Die Sommerferien dauern in Russland drei Monate. Den Eltern hilft da nur die moderne Kinderlandverschickung ins Sommerlager. Eine Tradition zwischen Kunst und Kalaschnikow.

Korrespondenten: Inna Hartwich

Moskau - Maja bockt. Gerade noch hatte sie mit den anderen Kindern in einem Kimono-Kostüm auf der Bühne gestanden. Nun aber, als die Probe im kleinen Moskauer Kindertheater Funny Bell zu Ende ist und die Vorstellung vor Eltern, Großeltern, Geschwistern beginnen soll, zieht sich die Vierjährige zurück. „Ich will einfach nur bei der Mama sitzen.“ Die Welt russischer Sommerlager kann anstrengend sein.

 

Drei Monate dauern die Sommerferien in Russland. „Genial!“, rufen die Kinder. „Zum Verzweifeln“, sagen die Eltern – und schicken ihre Sprösslinge ins Sommercamp. Es gibt dort Sprachkurse, Paddelkurse, Ballettkurse und sogar Militärübungen – im Park nebenan oder auch im Ausland, eine Woche nur oder gleich mehrere Monate. Die einen lernen den Umgang mit der Kamera, die anderen mit einer Kalaschnikow. Und selbst die Kleinsten werden von Ende Mai bis Anfang September betreut.

Ein wenig Sowjetkultur schwingt mit

Umsonst ist der Spaß nicht. Eine Woche im Moskauer Funny Bell kostet umgerechnet knapp 250 Euro. Die Kinder bekommen viermal zu essen, schlafen über Mittag, sind draußen in der Natur und proben – die einen ihr Theaterstück, die anderen eine italienische Zirkusaufführung. Es ist heiß in den Räumen, das Programm ist dicht. Die Stimmung aber ist gut. „Wir haben zu Hause nicht das Geld, um woanders hinzufahren. In den Park hier muss ich nicht lange laufen. Außerdem schmeckt die Pizza gut“, sagt die elfjährige Ljuba.

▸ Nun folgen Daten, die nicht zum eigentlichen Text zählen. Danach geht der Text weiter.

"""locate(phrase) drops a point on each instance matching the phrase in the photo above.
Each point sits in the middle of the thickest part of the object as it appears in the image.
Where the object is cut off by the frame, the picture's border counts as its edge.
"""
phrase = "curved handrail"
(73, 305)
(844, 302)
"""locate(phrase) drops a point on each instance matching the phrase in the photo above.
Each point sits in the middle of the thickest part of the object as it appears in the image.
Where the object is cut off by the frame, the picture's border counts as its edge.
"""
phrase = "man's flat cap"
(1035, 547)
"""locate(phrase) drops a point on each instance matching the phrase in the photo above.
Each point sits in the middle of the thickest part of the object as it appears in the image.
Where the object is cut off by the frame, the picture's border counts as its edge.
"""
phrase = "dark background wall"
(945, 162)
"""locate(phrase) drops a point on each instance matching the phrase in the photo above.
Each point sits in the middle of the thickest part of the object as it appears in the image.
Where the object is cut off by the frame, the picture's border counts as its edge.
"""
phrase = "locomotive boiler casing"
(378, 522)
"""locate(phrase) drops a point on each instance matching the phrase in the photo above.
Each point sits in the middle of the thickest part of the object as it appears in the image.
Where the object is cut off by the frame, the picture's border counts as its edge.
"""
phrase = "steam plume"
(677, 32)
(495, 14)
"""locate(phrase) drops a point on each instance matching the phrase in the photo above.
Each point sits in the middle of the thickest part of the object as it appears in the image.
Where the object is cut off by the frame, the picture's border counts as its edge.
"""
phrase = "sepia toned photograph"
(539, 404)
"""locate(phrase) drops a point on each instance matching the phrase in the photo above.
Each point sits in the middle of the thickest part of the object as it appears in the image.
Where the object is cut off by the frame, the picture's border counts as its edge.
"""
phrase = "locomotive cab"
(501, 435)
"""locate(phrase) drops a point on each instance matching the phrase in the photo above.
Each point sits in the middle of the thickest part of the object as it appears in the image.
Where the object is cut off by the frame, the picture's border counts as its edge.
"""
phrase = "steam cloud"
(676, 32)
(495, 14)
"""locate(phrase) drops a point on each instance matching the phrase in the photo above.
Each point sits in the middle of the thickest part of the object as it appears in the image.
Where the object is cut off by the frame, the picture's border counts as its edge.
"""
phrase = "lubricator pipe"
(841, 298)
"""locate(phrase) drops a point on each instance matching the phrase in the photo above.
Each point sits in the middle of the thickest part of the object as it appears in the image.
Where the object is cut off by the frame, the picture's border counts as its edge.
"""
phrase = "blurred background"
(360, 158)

Diese Form der Betreuung ist eine Fortsetzung sowjetischer Pionierlager, auch die Direktorin des Theaters Funny Bell verbrachte ihre Ferien mit den Pionieren – und flog zweimal raus. „Ich wollte mit ein paar Freundinnen mit einem Laken über dem Kopf nachts andere Kinder erschrecken“, sagt Swetlana Sokolowa. Das kam bei ihren Betreuern nicht gut an. Sokolowa will in ihrem Theater andere Werte vermitteln: keinen Drill, keinen Zwang zum Glück, sondern „einfach nur Freundschaften ohne Hierarchien“.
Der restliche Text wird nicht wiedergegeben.